A possibly more appropriate patch would trim an arbitrary number of file
seperators from webAppRootDir, though right now I can't think of another case
where that would be needed.
Comment 3 Gene Hardesty 2006-10-26 14:08:20 UTC
Well, I double-check the init-param but it doesn't have a '/'
It's "blank"
          <param-name>cgiPathPrefix</param-name>
          <param-value></param-value>
(also though it's a different issue, I found that "SCRIPT_NAME" was wrong
too...it was returning "/test.pltest.pl" or "/test/test.pltest/test.pl"...fixed
it in the if statement a few lines down...scriptname = cginame and scriptname =
contextpath + cginame, respectively but that's another issue).

wait....I see....line 918 adds an extra '/' if the pathprefix setting is null.

anyways, "cginame = (currentLocation.getParent() +
File.separator).substring(webAppRootDir.length()) + name;" seems to work.


btw, how do I submit a feature request? (I added it myself as I was having
problems with PHP CGI....I made it so under certain circumstances, it will use
"php" instead of "perl" as the cgiexecutable and lo-and-behold, it
works...though I also had to add the env "SCRIPT_FILENAME" [which is just a
exact copy of "X_TOMCAT_SCRIPT_PATH"] ).  I plan to make the php "enhancement"
as a part of the init-param so it can be turned on or off as need be (as well as
be able to define what constitutes "PHP" mode...as right now, it's hard-coded to
look for commands that end with ".php" ".php3" ".php4" ".phps")

anyways..maybe a regex for removing the trailing '/' might do...

(In reply to comment #2)
> This is likely a configuration issue.  Make sure that you aren't defining the
> CGIServlet init-param cgiPathPrefix as '/' in your CGI servlet definition. 
> Remove the cgiPathPrefix init-param and it should work as expected.  Setting
> cgiPathPrefix to '/' was the only way that I could repro this issue.  By having
> that set you are unneccessarily adding an extra '/' to the path:
> 
> INFO http-8080-Processor25
> org.apache.catalina.core.ContainerBase.[Catalina].[localhost].[/cgi-test] - cgi:
> findCGI: path=/test.pl, /home/chris/apache-tomcat-5.5.20/webapps/cgi-test//
> 
> The CGIServlet is already set up to trim any trailing file seperator from the
> webAppRootDir, but it only trims one:
> 
>     if ((webAppRootDir != null)
>         && (webAppRootDir.lastIndexOf(File.separator) ==
>             (webAppRootDir.length() - 1))) {
>             //strip the trailing "/" from the webAppRootDir
>             webAppRootDir =
>             webAppRootDir.substring(0, (webAppRootDir.length() - 1));
>     }
> 
> A possibly more appropriate patch would trim an arbitrary number of file
> seperators from webAppRootDir, though right now I can't think of another case
> where that would be needed.
Comment 4 Mark Thomas 2006-10-27 17:42:21 UTC
I have fixed the bug and added the PHP environment variable for good measure.

You shouldn't need to hack the CGI servlet now.
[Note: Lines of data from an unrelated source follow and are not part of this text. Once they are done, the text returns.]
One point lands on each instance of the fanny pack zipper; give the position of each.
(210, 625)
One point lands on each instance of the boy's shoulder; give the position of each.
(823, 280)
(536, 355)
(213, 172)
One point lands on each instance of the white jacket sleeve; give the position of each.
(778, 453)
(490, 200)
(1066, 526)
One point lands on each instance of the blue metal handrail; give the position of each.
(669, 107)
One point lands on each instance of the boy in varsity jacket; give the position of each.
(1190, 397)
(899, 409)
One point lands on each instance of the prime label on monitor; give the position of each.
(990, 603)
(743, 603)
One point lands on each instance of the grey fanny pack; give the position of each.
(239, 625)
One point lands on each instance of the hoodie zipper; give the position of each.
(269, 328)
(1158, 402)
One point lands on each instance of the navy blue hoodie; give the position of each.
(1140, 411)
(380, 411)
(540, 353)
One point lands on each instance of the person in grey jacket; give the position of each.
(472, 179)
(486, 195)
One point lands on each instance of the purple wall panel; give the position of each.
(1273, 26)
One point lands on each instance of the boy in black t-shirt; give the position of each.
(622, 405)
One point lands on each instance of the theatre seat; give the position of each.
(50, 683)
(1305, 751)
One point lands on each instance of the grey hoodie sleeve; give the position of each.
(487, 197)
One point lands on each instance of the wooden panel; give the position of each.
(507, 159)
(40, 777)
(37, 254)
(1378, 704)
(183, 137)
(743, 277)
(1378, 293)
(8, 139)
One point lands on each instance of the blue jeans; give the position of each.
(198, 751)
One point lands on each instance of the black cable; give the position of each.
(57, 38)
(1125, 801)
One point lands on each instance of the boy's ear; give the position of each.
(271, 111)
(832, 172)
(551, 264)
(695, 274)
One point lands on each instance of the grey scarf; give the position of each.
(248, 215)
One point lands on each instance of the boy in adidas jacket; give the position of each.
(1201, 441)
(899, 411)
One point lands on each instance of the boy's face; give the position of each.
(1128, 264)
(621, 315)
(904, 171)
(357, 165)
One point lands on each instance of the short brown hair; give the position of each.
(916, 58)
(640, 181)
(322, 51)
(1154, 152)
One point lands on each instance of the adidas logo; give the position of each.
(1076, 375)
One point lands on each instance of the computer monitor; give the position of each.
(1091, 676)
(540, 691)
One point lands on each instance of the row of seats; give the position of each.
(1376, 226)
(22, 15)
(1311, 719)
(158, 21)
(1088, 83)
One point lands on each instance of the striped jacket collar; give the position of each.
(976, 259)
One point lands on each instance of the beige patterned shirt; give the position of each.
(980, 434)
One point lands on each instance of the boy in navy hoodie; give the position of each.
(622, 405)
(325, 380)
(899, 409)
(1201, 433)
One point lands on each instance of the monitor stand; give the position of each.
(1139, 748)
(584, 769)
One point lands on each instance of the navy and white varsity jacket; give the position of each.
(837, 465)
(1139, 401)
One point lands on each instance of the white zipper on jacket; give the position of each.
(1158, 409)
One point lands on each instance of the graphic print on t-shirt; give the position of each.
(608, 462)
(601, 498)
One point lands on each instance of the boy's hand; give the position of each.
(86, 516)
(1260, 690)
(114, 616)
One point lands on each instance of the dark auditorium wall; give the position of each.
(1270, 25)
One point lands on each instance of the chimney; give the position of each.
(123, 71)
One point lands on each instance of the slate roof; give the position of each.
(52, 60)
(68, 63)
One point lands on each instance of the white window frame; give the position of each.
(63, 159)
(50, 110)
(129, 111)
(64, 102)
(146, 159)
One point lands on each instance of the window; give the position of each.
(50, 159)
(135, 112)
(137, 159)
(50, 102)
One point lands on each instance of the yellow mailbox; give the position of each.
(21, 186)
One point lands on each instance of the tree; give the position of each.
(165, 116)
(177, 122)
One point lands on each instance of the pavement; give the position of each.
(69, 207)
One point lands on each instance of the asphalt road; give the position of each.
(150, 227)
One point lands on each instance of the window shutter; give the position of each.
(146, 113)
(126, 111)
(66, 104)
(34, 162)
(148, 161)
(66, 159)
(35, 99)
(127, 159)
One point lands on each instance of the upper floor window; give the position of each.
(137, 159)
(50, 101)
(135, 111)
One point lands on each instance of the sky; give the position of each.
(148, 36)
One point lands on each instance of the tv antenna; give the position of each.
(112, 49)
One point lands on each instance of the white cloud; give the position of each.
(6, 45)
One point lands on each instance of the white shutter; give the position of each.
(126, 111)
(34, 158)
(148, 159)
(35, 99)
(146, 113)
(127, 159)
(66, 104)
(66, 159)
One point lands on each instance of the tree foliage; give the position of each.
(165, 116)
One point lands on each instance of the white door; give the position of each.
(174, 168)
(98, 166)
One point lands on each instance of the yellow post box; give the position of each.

Just declare it twice, with a
different name, and you can have one set of init-params and mappings for PHP and
another for Perl. In fact, you can have as many as you want.
Comment 5 Gene Hardesty 2006-10-27 17:52:44 UTC
I had to "hack" it for php though.
By default, the cgiexecutable is "perl" but if it tries to run a php file, it
doesn't work.
If the cgiexecutable used for php files is "php" instead of the default perl, it
works flawlessly.
(though wish it had a "run as user" ["su -l user"] option to run the cgi as
something different than tomcat).

(In reply to comment #4)
> I have fixed the bug and added the PHP environment variable for good measure.
> 
> You shouldn't need to hack the CGI servlet now. Just declare it twice, with a
> different name, and you can have one set of init-params and mappings for PHP and
> another for Perl. In fact, you can have as many as you want.